Selon Le Monde qui cite des chiffres de la direction générale de la concurrence (DGCCRF), les produits à base de berbérine ne représentent que 0,6% de l'ensemble des compléments alimentaires déclarés en France depuis 2016. Mais certains affichent une forte teneur en cette substance, puisque aucune dose maximale journalière n'est définie en France.

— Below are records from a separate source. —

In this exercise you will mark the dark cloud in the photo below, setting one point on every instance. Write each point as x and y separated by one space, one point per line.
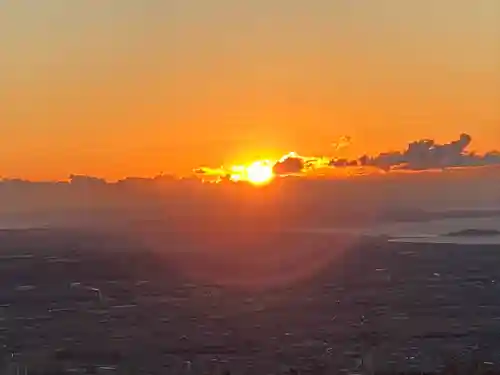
427 154
289 165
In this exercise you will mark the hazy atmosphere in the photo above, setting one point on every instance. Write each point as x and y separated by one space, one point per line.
229 187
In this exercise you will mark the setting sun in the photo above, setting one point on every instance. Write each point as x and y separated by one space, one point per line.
257 173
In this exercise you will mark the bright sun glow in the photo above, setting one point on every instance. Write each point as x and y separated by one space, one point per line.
257 173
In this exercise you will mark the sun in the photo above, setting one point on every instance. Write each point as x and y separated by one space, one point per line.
259 173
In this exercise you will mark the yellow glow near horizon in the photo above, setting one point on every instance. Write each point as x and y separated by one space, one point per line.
257 173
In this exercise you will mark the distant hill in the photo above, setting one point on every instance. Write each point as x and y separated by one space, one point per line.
474 232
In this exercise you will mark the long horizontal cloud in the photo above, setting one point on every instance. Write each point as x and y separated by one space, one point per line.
424 154
427 154
418 155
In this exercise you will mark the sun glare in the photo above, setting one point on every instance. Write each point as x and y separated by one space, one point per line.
257 173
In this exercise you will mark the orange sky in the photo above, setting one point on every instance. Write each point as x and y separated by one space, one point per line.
135 89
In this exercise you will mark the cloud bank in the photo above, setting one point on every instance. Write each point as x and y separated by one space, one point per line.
420 155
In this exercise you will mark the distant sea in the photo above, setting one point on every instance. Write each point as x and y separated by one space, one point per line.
431 231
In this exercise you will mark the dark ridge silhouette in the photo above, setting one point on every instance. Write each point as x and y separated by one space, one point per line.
474 232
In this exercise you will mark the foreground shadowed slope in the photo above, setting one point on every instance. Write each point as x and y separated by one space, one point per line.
314 302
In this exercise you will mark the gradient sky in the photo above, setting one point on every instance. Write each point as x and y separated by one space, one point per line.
126 87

Or, l'Anses confirme les  "effets pharmacologiques avérés  de la berbérine à partir de 400 mg/jour chez l'adulte", seuil à au-dessus duquel celle-ci "agit comme un médicament et non plus comme un aliment".  Une telle dose peut occasionner des effets "sur le système cardiovasculaire (effets sur la pression artérielle et le rythme cardiaque), nerveux (effets anticonvulsivants, antidépresseurs et analgésiques), immunitaire (effets anti-inflammatoires et immunosuppresseurs) ou encore sur le métabolisme (effets hypoglycémiants et hypolipémiants)". 

Et il n'est pas exclu que de tels effets puissent intervenir à des dose inférieures, y compris en dessous de la dose journalière de 10 mg fixée en Belgique, remarque l'agence sanitaire. "Compte tenu des données toxicologiques disponibles et des concentrations observées dans les compléments recensés, la sécurité d’emploi de ces compléments alimentaires ne peut être à ce jour garantie", prévient-elle.